An experimental Alzheimer’s drug being developed by Eli Lilly failed to slow cognitive decline in over 2,100 patients with mild dementia as a result of Alzheimer’s participating in a phase 3 study.
It failed to produce any statistically significant results in preventing mental decline compared to the placebo group. No new safety signals emerged in the study either.
“The results of the solanezumab EXPEDITION3 trial were not what we had hoped for and we are disappointed for the millions of people waiting for a potential disease-modifying treatment for Alzheimer’s disease,” said Eli Lilly’s chairman, president and CEO John C. Lechleiter in a statement.
Lilly won’t pursue any regulatory submissions for solanezumab for this specific indication, but this news casts doubts on the viability of developing Alzheimer’s drugs that target amyloid-beta plaques, which are believed to be an underlying cause of this disease.

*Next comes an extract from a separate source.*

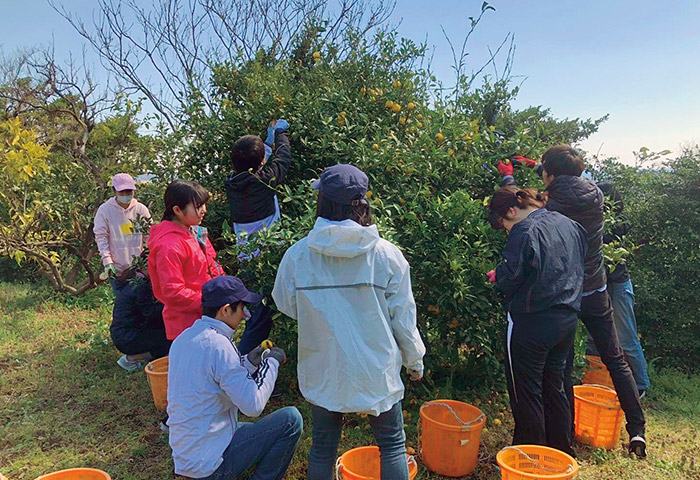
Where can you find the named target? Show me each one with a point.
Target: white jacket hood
(350, 291)
(346, 239)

Previous studies of these drugs had failed to show benefits in patients with established Alzheimer’s related dementia so clinicians proposed administering these drugs at an earlier stage in the disease in order to unlock its efficacy.

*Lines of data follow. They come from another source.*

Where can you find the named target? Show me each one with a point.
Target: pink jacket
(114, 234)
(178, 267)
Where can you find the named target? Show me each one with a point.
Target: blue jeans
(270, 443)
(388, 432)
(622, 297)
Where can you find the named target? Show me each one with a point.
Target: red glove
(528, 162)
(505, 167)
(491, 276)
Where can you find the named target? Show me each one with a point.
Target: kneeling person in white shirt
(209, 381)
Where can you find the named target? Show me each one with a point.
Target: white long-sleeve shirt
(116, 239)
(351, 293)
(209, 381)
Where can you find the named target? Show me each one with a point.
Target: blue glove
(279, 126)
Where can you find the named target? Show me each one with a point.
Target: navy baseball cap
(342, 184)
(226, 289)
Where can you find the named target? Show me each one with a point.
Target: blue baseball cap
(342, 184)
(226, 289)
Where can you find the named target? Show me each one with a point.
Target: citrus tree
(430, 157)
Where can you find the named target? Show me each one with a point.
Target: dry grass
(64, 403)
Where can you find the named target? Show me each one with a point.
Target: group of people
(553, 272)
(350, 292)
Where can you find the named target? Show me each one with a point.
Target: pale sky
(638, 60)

Yet, this failure could add credence to the theory that, “amyloid deposits are a trigger for other pathologies in the brain and become irrelevant once those mechanisms come into play,” according to FierceBiotech.
The company isn’t completely giving up on solanezumab. Another study is currently underway where investigators are analyzing the drug’s impact on people who have the beta amyloid plaques with no symptoms of Alzheimer’s, wrote Reuters.

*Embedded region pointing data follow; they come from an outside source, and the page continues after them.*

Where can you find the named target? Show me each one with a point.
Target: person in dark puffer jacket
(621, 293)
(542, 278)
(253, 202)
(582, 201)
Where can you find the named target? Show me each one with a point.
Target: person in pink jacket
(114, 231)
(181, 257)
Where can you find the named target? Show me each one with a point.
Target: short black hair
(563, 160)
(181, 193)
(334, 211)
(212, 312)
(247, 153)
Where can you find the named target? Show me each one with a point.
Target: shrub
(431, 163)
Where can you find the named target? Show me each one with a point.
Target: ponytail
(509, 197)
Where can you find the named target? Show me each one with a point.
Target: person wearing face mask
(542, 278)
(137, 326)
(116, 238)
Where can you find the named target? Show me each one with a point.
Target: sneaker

Solanezumab could generate up to $10 billion in annual sales if approved, but Lilly said it would still take $150 million charge in the fourth quarter and will update its financial outlook for 2016 on December 15 and provide a forecast for next year.
Investigators in charge of the EXPEDITION study will present the results at the annual Clinical Trials on Alzheimer’s disease meeting on December 8th.